====== NervLand: Introducing support for push constants ======
{{tag>dev cpp 3D nervland vulkan SDL}}
Continuing our journey in vulkan, this time our target will be to introduce support for push constants in our command buffers. That sounds simple at first, but when I starting thinking about it, I realize it might not be //that// simple in fact. Let's check why...
====== ======
===== Simple support for push constant =====
* First, let's make it ultra simple and just introduce the minimal changes in our current VulkanApp to use push constants: we will simply record them in in our existing command buffers, to provide, say 2 vec2 components for position offset and scale factors for instance.
* But first of all let's read our max size for push constants: local pdev = self.vkeng:get_physical_device()
local props = pdev:get_properties()
logDEBUG("Max push constant size: ", props.limits.maxPushConstantsSize, " bytes")
* And the result of that is really unimpressive (even on my RTX 2080): Max push constant size: 256 bytes
* => We won't go very far with that I'm afraid.
* Anyway, we thus create a single push constant range in the pipeline layout: -- Define a single push constant range:
pc:setStageFlags(vk.ShaderStageFlagBits.VERTEX_BIT + vk.ShaderStageFlagBits.FRAGMENT_BIT)
pc:setOffset(0)
pc:setSize(32)
* Then we need to record a **vkCmdPushConstants** command, so let's add that one: void VulkanCommandBuffer::write_push_contants(VkPipelineLayout layout,
VkShaderStageFlags stages,
U32 offset, U32 size,
const void* data) {
ASSERT(is_recording());
_device->vkCmdPushConstants(_buffer, layout, stages, offset, size, data);
}
===== Introducing support for ByteArray =====
* Next, we need a convinient way to write (and read) arbitrary data into a byte buffer: so let's build a **ByteArray** class to support this (with usage from lua in mind)

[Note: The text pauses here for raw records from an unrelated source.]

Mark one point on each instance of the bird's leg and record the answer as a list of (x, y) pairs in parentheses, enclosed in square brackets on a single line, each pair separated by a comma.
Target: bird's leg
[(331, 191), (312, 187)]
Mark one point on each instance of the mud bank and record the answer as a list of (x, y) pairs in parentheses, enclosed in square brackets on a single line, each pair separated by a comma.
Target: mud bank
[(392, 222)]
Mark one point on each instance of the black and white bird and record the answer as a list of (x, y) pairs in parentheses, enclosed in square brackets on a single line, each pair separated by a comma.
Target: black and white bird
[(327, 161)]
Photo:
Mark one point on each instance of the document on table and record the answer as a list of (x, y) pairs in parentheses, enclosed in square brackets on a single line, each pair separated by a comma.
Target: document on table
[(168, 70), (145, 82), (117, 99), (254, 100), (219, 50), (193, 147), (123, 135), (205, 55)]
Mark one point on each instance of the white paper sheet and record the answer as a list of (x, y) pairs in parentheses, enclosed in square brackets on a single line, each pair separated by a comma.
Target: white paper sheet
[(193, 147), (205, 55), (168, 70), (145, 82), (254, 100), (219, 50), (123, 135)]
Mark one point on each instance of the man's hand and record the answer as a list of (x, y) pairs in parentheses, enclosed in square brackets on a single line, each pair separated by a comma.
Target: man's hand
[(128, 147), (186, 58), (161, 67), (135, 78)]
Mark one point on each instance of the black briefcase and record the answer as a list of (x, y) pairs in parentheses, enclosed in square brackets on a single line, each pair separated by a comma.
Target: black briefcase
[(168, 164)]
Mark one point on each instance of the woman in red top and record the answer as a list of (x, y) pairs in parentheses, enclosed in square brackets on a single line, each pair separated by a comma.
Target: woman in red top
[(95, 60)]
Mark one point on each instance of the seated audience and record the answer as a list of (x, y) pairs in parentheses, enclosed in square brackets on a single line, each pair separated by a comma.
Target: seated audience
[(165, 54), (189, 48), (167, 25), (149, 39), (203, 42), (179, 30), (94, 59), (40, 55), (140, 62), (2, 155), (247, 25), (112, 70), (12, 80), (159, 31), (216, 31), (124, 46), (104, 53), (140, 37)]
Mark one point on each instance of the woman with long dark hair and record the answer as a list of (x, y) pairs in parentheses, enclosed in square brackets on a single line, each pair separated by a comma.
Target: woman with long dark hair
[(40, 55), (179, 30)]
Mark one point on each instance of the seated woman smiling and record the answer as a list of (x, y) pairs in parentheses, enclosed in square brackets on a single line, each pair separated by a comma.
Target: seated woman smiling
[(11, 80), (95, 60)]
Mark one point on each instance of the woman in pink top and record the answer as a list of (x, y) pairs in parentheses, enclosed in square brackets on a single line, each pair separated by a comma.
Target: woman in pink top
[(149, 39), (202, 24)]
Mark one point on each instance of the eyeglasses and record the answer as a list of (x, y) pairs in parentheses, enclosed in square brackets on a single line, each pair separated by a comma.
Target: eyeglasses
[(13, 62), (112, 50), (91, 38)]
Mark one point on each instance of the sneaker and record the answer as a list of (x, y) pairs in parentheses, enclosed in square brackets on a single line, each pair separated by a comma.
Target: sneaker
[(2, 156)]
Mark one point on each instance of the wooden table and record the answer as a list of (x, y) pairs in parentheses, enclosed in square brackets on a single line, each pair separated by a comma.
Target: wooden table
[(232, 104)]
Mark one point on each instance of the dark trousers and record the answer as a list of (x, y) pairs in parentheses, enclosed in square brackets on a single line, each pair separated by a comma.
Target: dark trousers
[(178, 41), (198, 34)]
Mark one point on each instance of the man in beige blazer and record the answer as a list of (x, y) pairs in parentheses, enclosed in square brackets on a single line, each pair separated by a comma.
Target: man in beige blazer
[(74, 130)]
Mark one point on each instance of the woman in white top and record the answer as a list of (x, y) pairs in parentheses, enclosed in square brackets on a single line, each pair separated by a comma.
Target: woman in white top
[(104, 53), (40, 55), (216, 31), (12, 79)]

* => So here is the initial version of my ByteArray class: class NVCORE_EXPORT ByteArray {
public:
ByteArray();
explicit ByteArray(U64 size, U8 defVal = 0);
ByteArray(const ByteArray& rhs);
ByteArray(ByteArray&& rhs) noexcept;
auto operator=(const ByteArray& rhs) -> ByteArray&;
auto operator=(ByteArray&& rhs) noexcept -> ByteArray&;
virtual ~ByteArray();
/** Retrieve the size of this array */
[[nodiscard]] auto get_size() const -> U64 { return _data.size(); }
/** Retrieve the data pointer */
[[nodiscard]] auto get_data(U64 offset = 0) const -> const U8* {
return _data.data() + offset;
}
[[nodiscard]] auto get_data(U64 offset = 0) -> U8* {
return _data.data() + offset;
}
/** Get the current position */
[[nodiscard]] auto get_position() const -> U64 { return _position; }
/** Set the current position */
void set_position(U64 pos) {
CHECK(pos < _data.size(), "out of range position.");
_position = pos;
};
/** Reset the position in this buffer. */
void reset_position() { _position = 0; }
/** Resize the array */
void resize(U64 newSize) { _data.resize(newSize); }
/** Set a given value at a given byte position */
void write_data(const U8* data, U64 dataSize, U64 idx = U64_MAX);
void write_u8(U8 value, U64 idx = U64_MAX);
void write_i8(I8 value, U64 idx = U64_MAX);
void write_u16(U16 value, U64 idx = U64_MAX);
void write_i16(I16 value, U64 idx = U64_MAX);
void write_u32(U32 value, U64 idx = U64_MAX);
void write_i32(I32 value, U64 idx = U64_MAX);
void write_u64(U64 value, U64 idx = U64_MAX);
void write_i64(I64 value, U64 idx = U64_MAX);
void write_f32(F32 value, U64 idx = U64_MAX);
void write_f64(F64 value, U64 idx = U64_MAX);
void write_vec2f(const Vec2f& value, U64 idx = U64_MAX);
void write_vec3f(const Vec3f& value, U64 idx = U64_MAX);
void write_vec4f(const Vec4f& value, U64 idx = U64_MAX);
protected:
/** Storage for the data of this byte array. */
nv::Vector _data;
/** Current position in the buffer. */
U64 _position{0};
};
* Now, I'm wondering: could I just pass the **get_data()** pointer from lua directly to the **write_push_contants()** 🤔 ? That would be amazing... Let's try it 😊.
* => Whaoooo! that's actually just working out of the box! I can't believe it 😳!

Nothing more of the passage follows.